Somewhere in the distance, I can hear voices; possibly two drunks walking along the street or a couple having an argument in a garden four or five houses away. A fair amount of the private life of this neighborhood takes place in gardens. Among the bougainvillea, children experience the first flush of sexual attraction; by a guava tree, youths embrace and sway, lulled by alcohol and taco binges; old folk contemplate the flower of the cacaloxóchitl when it opens in early May and then, in the blink of an eye, it’s late August and they’re watching the tree shed its bark. From one garden to another you can hear, you might even say breathe, all that living outflow, that constant bustle of births, dances, and deaths.
Projected onto the curtains, the shadow of the African tulip tree is a ghostly, but at least familiar presence. I remember that when I was small, I enjoyed playing with its dry seedpods, which were like small boats. I’d fill a washbowl with water from the hosepipe in the garden and float the pods in it; I re-created naval battles and shipwrecks, telling the stories of tragedies in that verb tense used only in games that could be called the ludic past: “and then I was sinking and my boat was going down to the seabed with me.” And then I was sinking.
I dress slowly (a black shirt again, the same one: I wear a bad decision like someone hanging a medal around their neck) and leave the bedroom. I walk down the short but dark hallway to the kitchen, where my father offers me a dish of papaya, Mom asks if my shoulder is still hurting, and I ignore them, say goodbye, and go outside again into the gross sunlight, the smoke-laden air to have a Turkish coffee as sludgy as the future of this beleaguered city studded with supermarkets.

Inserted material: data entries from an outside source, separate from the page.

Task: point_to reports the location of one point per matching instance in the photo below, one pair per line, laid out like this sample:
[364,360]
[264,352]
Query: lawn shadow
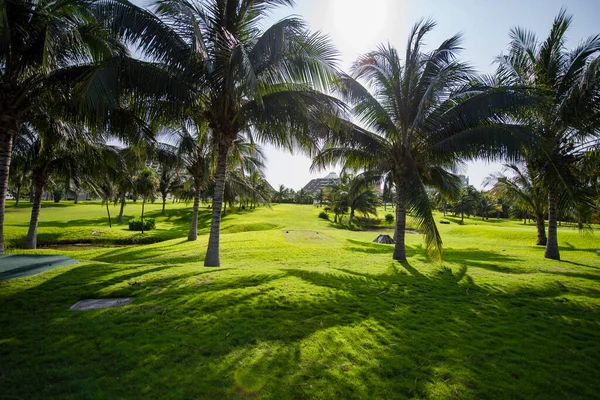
[296,333]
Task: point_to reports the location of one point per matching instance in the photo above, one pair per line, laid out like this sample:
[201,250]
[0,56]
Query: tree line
[211,77]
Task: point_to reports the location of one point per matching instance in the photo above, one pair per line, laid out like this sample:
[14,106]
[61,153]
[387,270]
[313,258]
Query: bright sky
[358,26]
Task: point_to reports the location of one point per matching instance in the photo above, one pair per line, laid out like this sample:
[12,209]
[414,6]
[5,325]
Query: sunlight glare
[359,22]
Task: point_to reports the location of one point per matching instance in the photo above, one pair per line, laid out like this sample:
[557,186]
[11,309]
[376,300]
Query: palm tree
[422,115]
[465,203]
[246,80]
[146,183]
[567,119]
[485,205]
[358,193]
[59,148]
[193,151]
[281,193]
[104,188]
[525,190]
[70,51]
[33,65]
[23,151]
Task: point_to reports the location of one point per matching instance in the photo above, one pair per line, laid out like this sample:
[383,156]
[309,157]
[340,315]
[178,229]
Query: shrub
[135,224]
[367,222]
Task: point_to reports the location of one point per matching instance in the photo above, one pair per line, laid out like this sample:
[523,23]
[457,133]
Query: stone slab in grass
[97,304]
[307,237]
[19,265]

I automatically head through El Túnel toward downtown. Just like yesterday, the same route. I need to visit Conejo, I think.
I’ve lived this day before and will maybe live it again in the future. While the world is coming to an end, it’s important—supremely important—to get into a routine. Cling to a set of rituals, familiar paths, people we can return to in order to recognize ourselves.
Cuernavaca has the appearance of a chain of parking lots: I could cross the whole city, walking from one lot to the next under the blazing sun. In each of them, the same elderly man asks if you can spare some small change and offers to load your supermarket bags into the trunk of the car; the same menacing SUV with tinted windows, whose driver is a narco, a Chilango, or a suburban mom arriving to have her nails done before going for coffee.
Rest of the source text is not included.